Abstract

Numerical stress models suggest that gravitational body forces associated with elevated topography around sedimentary basins can significantly influence the stress and strain pattern in basin interiors. In the absence of tectonic forces, basins surrounded by high‐altitude mountain ranges experience net horizontal compression. Owing to gravitational forces pointing from areas of high gravitational potential energy to subsided basin areas, further lithospheric extension can eventually terminate, leading to a gradual late stage inversion of the entire basin system.

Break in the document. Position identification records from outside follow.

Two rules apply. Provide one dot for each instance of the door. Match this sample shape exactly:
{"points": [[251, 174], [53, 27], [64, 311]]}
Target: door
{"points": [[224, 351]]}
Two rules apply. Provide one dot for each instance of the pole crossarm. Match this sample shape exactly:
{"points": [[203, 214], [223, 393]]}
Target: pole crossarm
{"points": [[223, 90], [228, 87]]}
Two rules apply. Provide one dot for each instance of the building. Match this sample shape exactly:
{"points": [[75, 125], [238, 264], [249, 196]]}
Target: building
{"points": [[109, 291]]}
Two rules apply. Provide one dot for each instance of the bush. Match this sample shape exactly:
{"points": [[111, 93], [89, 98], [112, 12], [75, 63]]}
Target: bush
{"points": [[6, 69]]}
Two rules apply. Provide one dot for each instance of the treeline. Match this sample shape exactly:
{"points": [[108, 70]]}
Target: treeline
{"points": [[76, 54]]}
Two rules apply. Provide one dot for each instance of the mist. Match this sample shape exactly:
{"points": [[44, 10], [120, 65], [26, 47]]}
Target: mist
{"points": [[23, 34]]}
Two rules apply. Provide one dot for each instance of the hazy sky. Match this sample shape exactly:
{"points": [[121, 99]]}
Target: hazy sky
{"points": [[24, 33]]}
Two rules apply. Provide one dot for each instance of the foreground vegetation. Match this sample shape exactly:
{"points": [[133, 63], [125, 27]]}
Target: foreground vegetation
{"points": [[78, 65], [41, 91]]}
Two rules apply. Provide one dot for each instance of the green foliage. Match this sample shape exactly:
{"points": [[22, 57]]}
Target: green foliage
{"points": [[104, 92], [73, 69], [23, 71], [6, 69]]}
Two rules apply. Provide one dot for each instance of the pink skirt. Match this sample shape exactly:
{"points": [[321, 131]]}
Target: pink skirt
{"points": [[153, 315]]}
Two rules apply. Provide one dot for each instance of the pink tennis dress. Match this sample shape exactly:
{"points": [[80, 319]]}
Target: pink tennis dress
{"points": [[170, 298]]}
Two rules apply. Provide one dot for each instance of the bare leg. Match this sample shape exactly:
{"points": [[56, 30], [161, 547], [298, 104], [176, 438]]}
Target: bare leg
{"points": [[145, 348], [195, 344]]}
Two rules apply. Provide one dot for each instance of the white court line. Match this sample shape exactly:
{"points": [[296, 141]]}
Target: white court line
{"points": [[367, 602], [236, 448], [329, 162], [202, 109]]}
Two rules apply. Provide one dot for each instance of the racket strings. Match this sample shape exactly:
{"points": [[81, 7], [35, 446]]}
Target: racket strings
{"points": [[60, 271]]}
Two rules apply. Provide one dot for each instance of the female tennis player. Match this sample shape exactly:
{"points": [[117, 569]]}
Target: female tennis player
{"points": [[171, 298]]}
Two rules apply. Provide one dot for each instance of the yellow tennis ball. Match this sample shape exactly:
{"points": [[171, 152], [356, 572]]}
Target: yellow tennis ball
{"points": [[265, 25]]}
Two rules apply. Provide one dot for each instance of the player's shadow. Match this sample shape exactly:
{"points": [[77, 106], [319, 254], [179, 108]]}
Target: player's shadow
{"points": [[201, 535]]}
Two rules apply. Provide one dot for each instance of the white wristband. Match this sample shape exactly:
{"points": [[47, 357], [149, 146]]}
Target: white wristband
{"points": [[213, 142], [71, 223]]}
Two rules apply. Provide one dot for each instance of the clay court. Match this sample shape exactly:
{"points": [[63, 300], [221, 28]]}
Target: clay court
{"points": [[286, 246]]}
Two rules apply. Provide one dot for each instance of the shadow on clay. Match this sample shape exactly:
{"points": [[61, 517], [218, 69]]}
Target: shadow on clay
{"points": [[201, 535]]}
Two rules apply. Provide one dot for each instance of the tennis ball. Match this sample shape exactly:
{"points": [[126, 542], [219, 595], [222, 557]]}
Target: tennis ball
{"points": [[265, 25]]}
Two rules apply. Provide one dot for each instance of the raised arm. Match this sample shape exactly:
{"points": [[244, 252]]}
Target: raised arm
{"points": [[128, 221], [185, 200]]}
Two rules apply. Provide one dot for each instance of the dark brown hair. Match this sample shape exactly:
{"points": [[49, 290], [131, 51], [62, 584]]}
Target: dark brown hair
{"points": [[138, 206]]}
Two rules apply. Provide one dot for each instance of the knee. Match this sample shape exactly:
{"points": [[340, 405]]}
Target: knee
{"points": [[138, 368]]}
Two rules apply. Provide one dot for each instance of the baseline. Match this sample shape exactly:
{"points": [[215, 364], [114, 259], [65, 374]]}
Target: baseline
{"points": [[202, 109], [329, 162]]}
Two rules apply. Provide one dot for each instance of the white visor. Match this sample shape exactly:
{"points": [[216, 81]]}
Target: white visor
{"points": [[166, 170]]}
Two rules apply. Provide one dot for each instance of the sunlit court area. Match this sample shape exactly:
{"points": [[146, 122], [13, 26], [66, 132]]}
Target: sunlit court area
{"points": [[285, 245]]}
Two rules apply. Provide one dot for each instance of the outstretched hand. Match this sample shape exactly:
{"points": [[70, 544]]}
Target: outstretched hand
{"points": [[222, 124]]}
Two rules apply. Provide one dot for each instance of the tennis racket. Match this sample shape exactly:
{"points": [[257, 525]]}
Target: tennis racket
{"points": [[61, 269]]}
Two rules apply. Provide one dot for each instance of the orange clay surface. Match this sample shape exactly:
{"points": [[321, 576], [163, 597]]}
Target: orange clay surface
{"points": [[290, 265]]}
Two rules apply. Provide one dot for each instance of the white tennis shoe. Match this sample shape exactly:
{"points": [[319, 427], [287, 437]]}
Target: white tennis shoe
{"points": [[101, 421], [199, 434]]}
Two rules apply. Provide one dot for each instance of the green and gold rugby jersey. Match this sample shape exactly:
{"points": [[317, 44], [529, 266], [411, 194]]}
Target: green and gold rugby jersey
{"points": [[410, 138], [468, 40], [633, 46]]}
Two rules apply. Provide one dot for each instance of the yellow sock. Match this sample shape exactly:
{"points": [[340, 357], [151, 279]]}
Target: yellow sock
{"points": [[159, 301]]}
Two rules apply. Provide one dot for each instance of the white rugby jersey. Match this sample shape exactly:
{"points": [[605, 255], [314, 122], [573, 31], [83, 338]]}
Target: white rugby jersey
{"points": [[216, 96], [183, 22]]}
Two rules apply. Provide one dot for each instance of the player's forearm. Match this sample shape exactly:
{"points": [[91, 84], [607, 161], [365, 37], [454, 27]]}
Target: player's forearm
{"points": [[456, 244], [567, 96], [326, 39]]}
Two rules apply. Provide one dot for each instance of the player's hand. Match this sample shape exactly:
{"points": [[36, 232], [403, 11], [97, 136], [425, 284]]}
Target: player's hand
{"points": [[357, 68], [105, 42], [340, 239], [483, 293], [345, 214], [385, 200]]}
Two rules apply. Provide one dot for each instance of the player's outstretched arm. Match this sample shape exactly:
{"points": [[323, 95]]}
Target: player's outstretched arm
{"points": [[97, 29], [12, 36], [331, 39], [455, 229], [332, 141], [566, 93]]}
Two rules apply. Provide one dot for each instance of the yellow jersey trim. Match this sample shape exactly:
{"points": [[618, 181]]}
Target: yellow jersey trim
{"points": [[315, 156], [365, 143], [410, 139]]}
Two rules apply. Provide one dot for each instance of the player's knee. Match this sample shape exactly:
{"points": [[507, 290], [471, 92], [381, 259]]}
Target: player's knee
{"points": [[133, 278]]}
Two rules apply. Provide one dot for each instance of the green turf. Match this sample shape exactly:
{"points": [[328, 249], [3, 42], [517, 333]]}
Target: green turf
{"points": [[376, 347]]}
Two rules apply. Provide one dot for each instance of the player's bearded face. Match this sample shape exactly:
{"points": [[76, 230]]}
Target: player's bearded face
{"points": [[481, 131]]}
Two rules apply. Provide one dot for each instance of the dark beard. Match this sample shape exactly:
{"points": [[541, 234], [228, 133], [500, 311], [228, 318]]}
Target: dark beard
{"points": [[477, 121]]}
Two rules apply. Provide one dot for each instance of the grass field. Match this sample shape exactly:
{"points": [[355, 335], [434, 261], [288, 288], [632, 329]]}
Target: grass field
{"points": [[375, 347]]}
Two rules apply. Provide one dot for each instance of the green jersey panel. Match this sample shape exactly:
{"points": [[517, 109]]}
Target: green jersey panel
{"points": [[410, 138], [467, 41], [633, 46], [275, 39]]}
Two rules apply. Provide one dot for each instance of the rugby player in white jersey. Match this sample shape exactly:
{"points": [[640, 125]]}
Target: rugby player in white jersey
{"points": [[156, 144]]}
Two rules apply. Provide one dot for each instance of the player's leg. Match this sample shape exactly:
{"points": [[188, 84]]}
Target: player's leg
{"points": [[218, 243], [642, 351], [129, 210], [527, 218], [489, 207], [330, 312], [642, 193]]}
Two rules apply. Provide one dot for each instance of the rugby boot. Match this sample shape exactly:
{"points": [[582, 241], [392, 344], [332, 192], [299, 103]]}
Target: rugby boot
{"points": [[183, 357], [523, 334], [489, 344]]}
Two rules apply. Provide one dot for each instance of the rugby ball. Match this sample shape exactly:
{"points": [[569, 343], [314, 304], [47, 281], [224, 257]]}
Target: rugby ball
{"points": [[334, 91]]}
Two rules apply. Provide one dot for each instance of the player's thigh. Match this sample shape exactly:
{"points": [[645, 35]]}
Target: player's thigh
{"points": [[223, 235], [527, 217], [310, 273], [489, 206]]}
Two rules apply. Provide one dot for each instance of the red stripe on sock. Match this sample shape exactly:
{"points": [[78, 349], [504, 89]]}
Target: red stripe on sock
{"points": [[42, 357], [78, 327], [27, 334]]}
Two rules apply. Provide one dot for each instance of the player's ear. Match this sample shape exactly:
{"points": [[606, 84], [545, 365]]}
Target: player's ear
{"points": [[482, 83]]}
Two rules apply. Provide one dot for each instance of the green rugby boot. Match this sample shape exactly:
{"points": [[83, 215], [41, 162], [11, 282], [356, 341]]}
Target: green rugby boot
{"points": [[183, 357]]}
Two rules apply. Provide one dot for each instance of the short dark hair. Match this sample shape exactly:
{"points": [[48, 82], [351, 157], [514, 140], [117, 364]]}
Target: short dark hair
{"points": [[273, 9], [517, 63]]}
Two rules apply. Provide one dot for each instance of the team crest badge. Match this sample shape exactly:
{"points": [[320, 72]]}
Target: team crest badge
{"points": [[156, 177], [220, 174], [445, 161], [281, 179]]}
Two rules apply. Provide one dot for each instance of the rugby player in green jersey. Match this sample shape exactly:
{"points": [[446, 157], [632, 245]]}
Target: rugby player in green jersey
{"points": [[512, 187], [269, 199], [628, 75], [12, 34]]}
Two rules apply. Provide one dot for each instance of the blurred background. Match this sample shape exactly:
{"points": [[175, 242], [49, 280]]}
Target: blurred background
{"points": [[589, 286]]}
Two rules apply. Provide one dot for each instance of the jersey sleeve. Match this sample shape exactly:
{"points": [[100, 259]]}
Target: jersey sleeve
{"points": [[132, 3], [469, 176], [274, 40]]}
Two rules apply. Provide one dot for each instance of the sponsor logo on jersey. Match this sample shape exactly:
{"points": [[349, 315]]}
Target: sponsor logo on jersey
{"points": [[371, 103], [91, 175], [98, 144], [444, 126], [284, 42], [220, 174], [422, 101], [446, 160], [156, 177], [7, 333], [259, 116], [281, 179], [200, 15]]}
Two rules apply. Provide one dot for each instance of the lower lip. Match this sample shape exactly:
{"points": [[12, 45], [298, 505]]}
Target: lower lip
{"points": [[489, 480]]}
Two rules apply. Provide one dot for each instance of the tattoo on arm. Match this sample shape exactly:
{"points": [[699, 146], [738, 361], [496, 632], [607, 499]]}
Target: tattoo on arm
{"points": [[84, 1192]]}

Modeling results suggest that the state of recent stress in the Pannonian basin, particularly in its western part, is controlled by the interplay of plate boundary forces, i.e., the counterclockwise rotation and northward indentation of the Adriatic microplate against the Alpine‐Dinaric belt, and buoyancy forces associated with the elevated topography and related crustal thickness variation of the Alpine‐Dinaric belt. Model calculations show that uplifted regions surrounding the basin system can exert compression on the thinned Pannonian lithosphere of ∼40–60 MPa that is of the order of the assumed far‐field tectonic stress magnitudes. The combined analysis of stress sources of tectonic and gravitational origin helps estimating the magnitude of maximum horizontal compression. High levels of compressional stresses (up to >100 MPa) are concentrated in the elastic core of the lithosphere, consistent with the ongoing structural inversion of the Pannonian basin system.